Isso é crucial pro Brasil poder crescer.
A copa verdadeira, no mundo, é a copa da
democracia, a da igualdade, da eficiência dos serviços, que nós não temos. Então
esses 7 a 1, nesse sentido, são superbenéficos. Claro que essas cobranças têm
de ser feitas na direção certa, e há um grande peso, nessa missão, para a
mídia.
Um
exemplo é quando o David Luiz
afirma, no final, que queria muito dar essa alegria aos brasileiros. Ora, eu não quero alegria nenhuma dada por
ele! Não quero o populismo do David Luiz, quero a alegria que eu mesmo posso me dar! Que existe uma
predisposição como nunca existiu antes, pra terminar esse ciclo de futebol que
aliena, não tenha dúvida. O momento é esse.
Não
FÁTIMA PACHECO JORDÃO
SOCIÓLOGA, ESPECIALISTA EM OPINIÃO PÚBLICA E DIRETORA DA FATO, PESQUISA E JORNALISMO
Fátima Pacheco Jordão - socióloga |
Acredito
que haverá um impacto imediato e
provavelmente as pesquisas voltarão ao status de junho - pois as que vieram
depois mostravam Dilma Rousseff melhor. Como a população está hoje mais
pessimista, negativista, talvez o mau resultado da terça-feira aponte uma piora
agora.
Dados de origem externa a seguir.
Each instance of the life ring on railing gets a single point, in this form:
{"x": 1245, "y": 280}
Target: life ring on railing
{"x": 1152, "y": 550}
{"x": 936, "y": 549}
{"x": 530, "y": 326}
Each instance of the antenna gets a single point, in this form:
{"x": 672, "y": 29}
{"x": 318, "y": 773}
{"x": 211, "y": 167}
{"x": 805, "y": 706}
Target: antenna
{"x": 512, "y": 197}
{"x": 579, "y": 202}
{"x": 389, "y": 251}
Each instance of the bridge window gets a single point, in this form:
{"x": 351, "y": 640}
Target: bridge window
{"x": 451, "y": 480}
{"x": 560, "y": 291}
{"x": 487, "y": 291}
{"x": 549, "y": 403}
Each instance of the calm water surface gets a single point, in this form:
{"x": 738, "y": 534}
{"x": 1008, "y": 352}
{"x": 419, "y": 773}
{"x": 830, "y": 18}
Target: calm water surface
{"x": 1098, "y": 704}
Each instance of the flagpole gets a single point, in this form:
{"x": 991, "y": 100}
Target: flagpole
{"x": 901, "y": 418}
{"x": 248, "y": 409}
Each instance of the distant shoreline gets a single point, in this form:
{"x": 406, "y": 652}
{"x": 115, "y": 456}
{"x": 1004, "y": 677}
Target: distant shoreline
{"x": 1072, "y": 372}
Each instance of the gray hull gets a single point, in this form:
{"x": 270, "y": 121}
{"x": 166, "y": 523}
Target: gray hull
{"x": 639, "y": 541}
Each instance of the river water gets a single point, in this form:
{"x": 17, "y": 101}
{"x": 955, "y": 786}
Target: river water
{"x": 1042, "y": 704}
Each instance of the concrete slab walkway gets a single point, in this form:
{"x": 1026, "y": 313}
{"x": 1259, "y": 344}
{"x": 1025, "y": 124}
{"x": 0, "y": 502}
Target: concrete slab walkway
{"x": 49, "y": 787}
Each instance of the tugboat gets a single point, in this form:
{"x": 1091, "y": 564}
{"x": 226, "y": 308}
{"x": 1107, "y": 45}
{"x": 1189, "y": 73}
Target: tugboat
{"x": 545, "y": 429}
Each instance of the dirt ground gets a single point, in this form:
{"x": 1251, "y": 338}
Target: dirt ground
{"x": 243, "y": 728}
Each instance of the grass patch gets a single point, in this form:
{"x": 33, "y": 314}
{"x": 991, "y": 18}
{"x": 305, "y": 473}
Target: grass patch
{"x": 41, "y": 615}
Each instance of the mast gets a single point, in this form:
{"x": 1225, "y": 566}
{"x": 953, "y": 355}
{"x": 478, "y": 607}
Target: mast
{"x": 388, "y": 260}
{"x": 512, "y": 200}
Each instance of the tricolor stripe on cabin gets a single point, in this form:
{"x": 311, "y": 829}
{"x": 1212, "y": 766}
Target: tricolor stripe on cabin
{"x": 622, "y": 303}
Mas a médio prazo, e às vésperas
da eleição, isso estará totalmente superado.
Já faz alguns meses que a perspectiva dos
brasileiros anda muito negativa - só que ela não se construiu agora, em
decorrência dos dramas do futebol. Percebe-se, desde o ano
passado, um desgaste muito grande porque o
eleitor mudou. Está mais exigente, não é mais o cidadão despido de uma
avaliação, seja de consumidor ou de contribuinte. Ele quer fazer valer a ideia de que paga impostos e que pode cobrar por
isso.
Esse
fenômeno não tem relação específica com resultados de futebol, vem de mais
longe e quando o eleitor usa uma
metáfora futebolística, o "Padrão Fifa", ele se refere a hospitais
que funcionem, a serviços de qualidade. Esse mal-estar pode ter qualquer
metáfora, mas tem a ver com prestação de serviço. O patamar de demanda de
mudanças na sociedade já está dado.
E mesmo que a seleção estivesse bem, e
ganhasse a Copa, isso não muda o fato de que a campanha eleitoral será
complicada - mas, por razões de outra ordem. Nada a ver com
anti-Dilma ou anti-Aécio, mas com a realidade que o brasileiro está vendo, e que
mostra tendência a piorar.
No
curto prazo, partidos de oposição vão, sim, tirar algumas casquinhas. Mas isso
não é estratégico, é tático. Estratégias para valer terão de ser mais
profundas. E o esforço que a oposição terá de fazer para articular o desejo de
mudança é o mesmo que a situação terá de fazer para justificar a continuidade.